The film opens in the bleak bogs of Scotland where a group of soldiers are conducting tests looking for hidden radioactive isotopes. The testing is soon interrupted when a fissure opens up and two soldiers suffer sever radiation burns. The matter is brought to Dr. Royston who has been working in his little hideaway on experiments involving radioactivity. When he inspects the fissure he concludes it very well could be bottomless and the area is sealed off. Later two boys are out on a dare and while creeping into the decrepit lodgings of a local hermit one of them encounters something and suffers lethal radiation burns. A canister of Royston’s radioactive experiment is found there, much to his consternation. There is a lot of talking and scientific explanations between the films genuinely creepy moments. Later a medical Lothario sneaks a very willing young nurse into what appears to be the x-ray room and one of the film’s best moments occurs when the flesh melts off his face after he encounters the thing. The nurse goes into one of the best horror film screams on record, so good the scene earned a place on my site’s banner. There is a lot more talking and explaining of theories but the films moves along well enough. The creature is not revealed until the last part of the film and it is not bad really. This is a couple years before the blob and the movie was obviously pinched in the budget department. But when your monster is a pile of radioactive mud you are not worried too much. The thing oozes around and over things in believable fashion and I suppose I wish we had seen more of the mass. The beast is done in of course by a quick scientific method that makes little sense but in all these old movies science is both the monster and savior.

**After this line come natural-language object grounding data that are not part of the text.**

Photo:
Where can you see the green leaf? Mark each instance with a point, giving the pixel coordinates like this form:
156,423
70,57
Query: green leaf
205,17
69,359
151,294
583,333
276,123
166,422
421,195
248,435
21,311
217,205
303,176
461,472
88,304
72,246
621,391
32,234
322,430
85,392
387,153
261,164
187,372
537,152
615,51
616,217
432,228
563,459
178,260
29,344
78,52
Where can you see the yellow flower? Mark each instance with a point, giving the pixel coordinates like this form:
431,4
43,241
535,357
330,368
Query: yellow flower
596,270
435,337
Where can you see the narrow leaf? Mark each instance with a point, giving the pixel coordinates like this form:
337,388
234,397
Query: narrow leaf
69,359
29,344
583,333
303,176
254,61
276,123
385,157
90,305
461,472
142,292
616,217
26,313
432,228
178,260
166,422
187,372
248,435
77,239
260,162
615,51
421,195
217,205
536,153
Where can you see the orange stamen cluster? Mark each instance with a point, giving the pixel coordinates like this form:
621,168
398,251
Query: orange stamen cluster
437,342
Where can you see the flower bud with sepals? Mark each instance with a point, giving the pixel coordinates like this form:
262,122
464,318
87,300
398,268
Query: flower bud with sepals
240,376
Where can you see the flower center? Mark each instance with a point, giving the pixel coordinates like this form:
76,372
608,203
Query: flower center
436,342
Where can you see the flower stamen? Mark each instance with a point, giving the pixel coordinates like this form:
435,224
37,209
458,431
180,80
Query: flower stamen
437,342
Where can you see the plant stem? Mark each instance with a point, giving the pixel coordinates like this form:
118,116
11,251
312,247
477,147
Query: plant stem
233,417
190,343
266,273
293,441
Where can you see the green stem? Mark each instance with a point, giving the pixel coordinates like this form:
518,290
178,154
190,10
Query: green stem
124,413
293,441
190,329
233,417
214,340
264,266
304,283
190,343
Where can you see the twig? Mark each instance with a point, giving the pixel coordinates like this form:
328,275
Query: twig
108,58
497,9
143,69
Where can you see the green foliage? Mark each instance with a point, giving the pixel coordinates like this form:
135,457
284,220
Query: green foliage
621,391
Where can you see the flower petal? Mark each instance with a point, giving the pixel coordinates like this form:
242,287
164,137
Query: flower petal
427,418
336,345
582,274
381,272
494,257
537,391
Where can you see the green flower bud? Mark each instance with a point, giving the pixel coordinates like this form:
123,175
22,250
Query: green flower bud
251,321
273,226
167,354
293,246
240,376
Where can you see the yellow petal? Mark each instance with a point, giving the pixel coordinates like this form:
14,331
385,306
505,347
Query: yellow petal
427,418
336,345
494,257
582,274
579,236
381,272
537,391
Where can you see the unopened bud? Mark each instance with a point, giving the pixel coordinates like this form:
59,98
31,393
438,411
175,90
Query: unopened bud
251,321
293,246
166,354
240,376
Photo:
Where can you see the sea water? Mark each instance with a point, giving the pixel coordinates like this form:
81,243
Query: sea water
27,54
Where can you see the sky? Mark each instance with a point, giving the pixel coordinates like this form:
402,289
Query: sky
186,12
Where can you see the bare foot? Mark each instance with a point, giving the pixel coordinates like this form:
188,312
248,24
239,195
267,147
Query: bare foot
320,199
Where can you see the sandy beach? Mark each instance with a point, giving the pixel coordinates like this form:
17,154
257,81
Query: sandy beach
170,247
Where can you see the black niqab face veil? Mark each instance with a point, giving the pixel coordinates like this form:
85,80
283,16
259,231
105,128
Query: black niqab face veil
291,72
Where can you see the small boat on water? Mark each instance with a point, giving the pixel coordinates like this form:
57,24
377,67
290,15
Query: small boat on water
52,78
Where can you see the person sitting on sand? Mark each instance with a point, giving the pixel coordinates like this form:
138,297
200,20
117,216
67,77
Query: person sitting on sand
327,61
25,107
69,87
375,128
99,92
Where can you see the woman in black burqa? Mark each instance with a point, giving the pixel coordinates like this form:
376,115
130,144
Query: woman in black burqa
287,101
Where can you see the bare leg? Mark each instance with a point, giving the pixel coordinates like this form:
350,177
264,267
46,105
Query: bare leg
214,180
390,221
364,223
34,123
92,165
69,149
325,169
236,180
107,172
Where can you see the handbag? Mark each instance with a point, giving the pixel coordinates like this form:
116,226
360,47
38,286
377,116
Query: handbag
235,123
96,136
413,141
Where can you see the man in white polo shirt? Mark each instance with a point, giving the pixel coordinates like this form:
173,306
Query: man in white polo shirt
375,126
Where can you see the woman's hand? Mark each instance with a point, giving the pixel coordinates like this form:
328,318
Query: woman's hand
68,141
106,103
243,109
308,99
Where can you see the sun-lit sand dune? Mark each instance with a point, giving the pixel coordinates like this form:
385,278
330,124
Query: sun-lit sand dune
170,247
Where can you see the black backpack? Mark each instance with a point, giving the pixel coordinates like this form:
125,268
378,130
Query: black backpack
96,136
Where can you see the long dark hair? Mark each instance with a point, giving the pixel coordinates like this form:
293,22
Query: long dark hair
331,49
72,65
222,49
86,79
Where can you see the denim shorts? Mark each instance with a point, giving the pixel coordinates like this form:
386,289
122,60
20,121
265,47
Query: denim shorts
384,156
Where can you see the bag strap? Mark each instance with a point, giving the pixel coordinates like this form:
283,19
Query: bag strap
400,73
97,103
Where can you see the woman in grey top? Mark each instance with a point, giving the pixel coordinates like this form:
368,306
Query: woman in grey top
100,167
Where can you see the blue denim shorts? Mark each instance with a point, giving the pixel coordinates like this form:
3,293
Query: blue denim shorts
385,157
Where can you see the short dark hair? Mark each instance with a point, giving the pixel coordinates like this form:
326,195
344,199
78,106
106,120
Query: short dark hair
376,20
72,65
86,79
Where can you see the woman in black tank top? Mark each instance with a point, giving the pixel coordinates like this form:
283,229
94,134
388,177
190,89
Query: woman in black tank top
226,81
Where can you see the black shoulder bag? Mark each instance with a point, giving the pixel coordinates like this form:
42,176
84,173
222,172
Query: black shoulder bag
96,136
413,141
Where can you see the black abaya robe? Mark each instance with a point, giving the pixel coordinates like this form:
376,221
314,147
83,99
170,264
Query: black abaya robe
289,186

One of the film’s more eerie moments come when a team member is lowered slowly down into the crevasse to look for signs of the creature. There he finds the remains of one of two soldiers who the creature killed earlier. The scene is dark and atmospheric and as a kid it freaked me out even though the soldier made it out alive.
The film is bleak overall and done in a pretty serious tone. Even the obligatory comic relief provided by two soldiers (one played by Cockneyesque singer/comedian-and husband of sexy shrew Joan Collins- Anthony Newley) is eliminated when they are consumed by the pile of slithering radioactive mud. It is a movie typical of the times in most ways and the evil was something in part man made and in part unknowable. The thing is basically unstoppable, but like the Blob there was a way to destroy it if you only thought hard enough and could hang on until the last fifteen minutes of the film.
Hammer of course will always be remembered primarily for their lushly staged and designed horror films, but they did some other things as well and I think X the Unknown is one of their truly hidden gems. Hidden in a pile of radioactive sludge. A really good movie in my humble opinion and I think most regular readers of the Café will not be disappointed.